What are common causes of hair loss in women?
- Hair style: Your style of hair can cause hair loss when your hair is arranged in ways that pull on your roots, like tight ponytails, braids, or corn rows. This type of hair loss is called traction alopecia. If hair follicles are damaged, the loss can be permanent.
- Vitamin deficiency.
- Dieting (rapid weight loss).
- Restrictive diets.
- Over processed scalp hair (breakage).
How do I deal with and or treat my Hair Loss??
- Massaging your head, like when you are washing your hair, can stimulate blood flow to the scalp and hair follicles. Using oils with your scalp massage are beneficial. (Try our Hibiscus Oil or our Scalp Drops)
- Scalp scrubs, Scalp scrubs help rid skin of follicle-blocking dead cells, product build-up and excess oil, which can potentially lower the shedding rate of your hair, encourage hair follicles to grow healthy hair and alleviate dryness.
- Loosen or avoid braids, weaves, extensions, cornrows. Talk to your stylist about looser styles or alternatives to keep tension off weaker areas.
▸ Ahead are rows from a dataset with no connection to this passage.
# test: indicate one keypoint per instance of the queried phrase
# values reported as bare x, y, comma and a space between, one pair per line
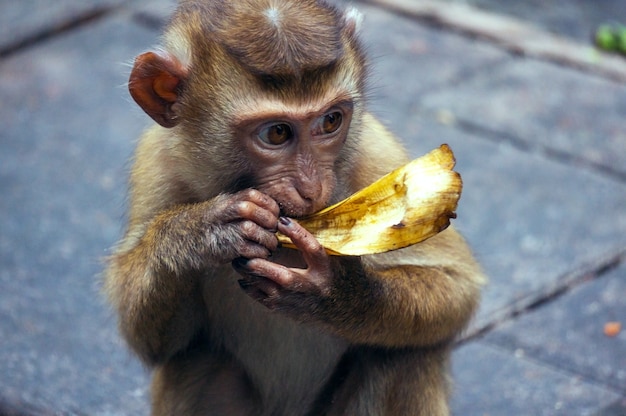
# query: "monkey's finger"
313, 252
259, 235
258, 207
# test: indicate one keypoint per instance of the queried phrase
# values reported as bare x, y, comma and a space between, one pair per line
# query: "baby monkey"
260, 120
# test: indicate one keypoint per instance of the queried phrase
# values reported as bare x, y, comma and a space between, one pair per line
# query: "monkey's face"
292, 153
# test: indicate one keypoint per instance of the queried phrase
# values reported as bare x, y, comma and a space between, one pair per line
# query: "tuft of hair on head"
282, 38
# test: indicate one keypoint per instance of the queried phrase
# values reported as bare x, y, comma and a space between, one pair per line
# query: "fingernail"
241, 262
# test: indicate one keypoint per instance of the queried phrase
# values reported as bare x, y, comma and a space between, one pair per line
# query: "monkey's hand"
292, 290
241, 225
220, 230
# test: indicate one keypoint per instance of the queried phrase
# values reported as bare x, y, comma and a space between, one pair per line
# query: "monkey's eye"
276, 134
329, 123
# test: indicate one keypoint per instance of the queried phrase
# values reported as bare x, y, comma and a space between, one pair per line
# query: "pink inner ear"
165, 86
154, 83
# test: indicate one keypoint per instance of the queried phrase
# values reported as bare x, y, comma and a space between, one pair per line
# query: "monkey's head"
260, 93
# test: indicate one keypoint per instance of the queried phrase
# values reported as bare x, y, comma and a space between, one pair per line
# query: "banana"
404, 207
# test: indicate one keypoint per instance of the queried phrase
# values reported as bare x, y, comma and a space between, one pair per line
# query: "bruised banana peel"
404, 207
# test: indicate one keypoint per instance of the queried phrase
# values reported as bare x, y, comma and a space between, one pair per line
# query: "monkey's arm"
155, 274
419, 296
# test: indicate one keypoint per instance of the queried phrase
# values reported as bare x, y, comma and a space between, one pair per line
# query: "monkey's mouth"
296, 211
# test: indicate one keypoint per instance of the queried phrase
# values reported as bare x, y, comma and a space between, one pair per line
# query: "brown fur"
320, 336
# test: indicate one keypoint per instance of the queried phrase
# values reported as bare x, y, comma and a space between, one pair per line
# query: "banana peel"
404, 207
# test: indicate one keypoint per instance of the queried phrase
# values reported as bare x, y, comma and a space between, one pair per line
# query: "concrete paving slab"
569, 332
530, 220
409, 59
492, 382
24, 20
562, 111
575, 19
68, 129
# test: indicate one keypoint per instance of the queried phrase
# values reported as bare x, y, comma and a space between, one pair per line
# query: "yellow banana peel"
404, 207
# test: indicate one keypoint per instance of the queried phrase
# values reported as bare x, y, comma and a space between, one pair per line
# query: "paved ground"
541, 146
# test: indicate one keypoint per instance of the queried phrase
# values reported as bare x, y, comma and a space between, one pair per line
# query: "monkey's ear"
155, 83
352, 21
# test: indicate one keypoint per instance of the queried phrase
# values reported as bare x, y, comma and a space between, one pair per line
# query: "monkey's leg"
384, 382
200, 383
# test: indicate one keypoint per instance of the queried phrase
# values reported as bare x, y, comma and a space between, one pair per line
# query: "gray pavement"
541, 147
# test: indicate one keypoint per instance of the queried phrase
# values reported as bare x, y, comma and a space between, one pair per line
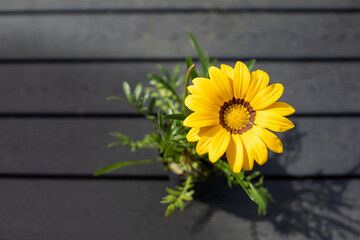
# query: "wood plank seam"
107, 11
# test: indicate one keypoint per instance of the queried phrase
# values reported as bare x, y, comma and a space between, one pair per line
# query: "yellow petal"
280, 108
241, 80
271, 140
258, 81
203, 144
248, 162
234, 153
221, 82
258, 148
228, 70
272, 121
267, 96
204, 87
219, 144
192, 135
202, 119
199, 103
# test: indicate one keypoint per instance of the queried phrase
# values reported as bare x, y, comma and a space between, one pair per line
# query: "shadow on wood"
318, 209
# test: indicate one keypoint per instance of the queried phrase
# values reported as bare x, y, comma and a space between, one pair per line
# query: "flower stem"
187, 79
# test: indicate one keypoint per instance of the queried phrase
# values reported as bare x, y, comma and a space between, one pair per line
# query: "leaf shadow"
314, 208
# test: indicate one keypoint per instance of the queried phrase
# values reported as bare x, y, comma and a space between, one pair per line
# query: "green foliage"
159, 100
177, 196
122, 164
250, 64
256, 191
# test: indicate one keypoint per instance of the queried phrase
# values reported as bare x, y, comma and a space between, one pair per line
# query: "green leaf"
259, 200
176, 73
189, 62
165, 72
177, 197
115, 98
201, 55
175, 117
160, 121
122, 164
250, 64
164, 84
137, 91
127, 91
152, 105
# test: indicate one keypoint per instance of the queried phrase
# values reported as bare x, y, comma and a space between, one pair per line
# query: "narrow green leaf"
258, 198
176, 72
137, 91
165, 85
199, 52
127, 91
165, 72
250, 64
189, 62
160, 121
122, 164
175, 117
151, 106
115, 98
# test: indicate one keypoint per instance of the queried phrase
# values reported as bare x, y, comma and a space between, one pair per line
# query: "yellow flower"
232, 111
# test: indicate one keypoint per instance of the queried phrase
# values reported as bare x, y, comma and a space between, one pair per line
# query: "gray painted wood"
71, 146
164, 35
143, 4
317, 146
311, 87
48, 209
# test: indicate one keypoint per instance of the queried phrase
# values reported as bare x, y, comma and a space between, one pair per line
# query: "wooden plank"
164, 35
48, 209
71, 146
185, 4
83, 88
317, 146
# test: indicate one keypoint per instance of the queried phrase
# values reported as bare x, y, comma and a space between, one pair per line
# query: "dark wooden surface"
59, 60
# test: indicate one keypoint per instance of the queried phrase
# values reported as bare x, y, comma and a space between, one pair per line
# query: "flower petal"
248, 162
258, 148
272, 121
200, 103
271, 140
202, 119
259, 80
280, 108
235, 154
204, 87
267, 96
219, 144
241, 80
192, 135
221, 82
203, 144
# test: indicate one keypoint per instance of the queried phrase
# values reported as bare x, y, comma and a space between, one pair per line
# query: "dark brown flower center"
237, 116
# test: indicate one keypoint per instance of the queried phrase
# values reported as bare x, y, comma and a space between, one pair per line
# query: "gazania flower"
232, 112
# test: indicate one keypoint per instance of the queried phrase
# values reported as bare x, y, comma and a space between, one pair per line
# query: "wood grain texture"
47, 209
164, 35
313, 87
185, 4
317, 146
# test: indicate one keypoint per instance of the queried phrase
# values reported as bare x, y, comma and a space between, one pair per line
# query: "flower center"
236, 116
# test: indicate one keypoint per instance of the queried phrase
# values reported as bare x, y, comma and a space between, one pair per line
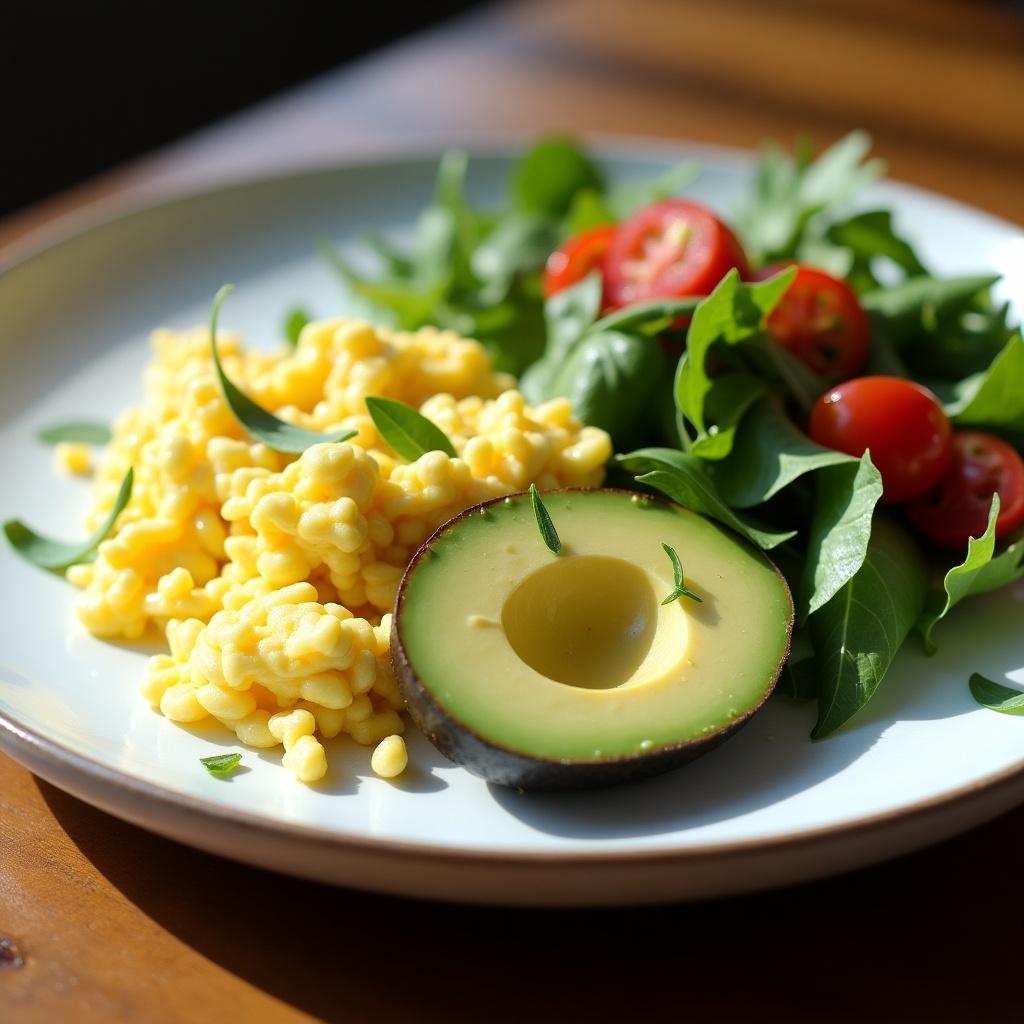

- Minimize heat styling, use the lowest heat setting. Try stretching your hair using non-heat techniques
- Wearing wigs and sew-ins properly. Be sure to wear the right size wig, choose one with an open cap and be sure to wash it regularly.
- Opt for sew-ins that aren't full sew-ins, especially if hair loss is primarily on edges.
- Try to go two to three months between chemical relaxing treatments, and if your hair breaks or sheds, then stop applying chemicals.
- Is hair loss one of your biggest hair challenges? Have you spoken to any professional to get advice or guidance? What questions do you have about hair loss?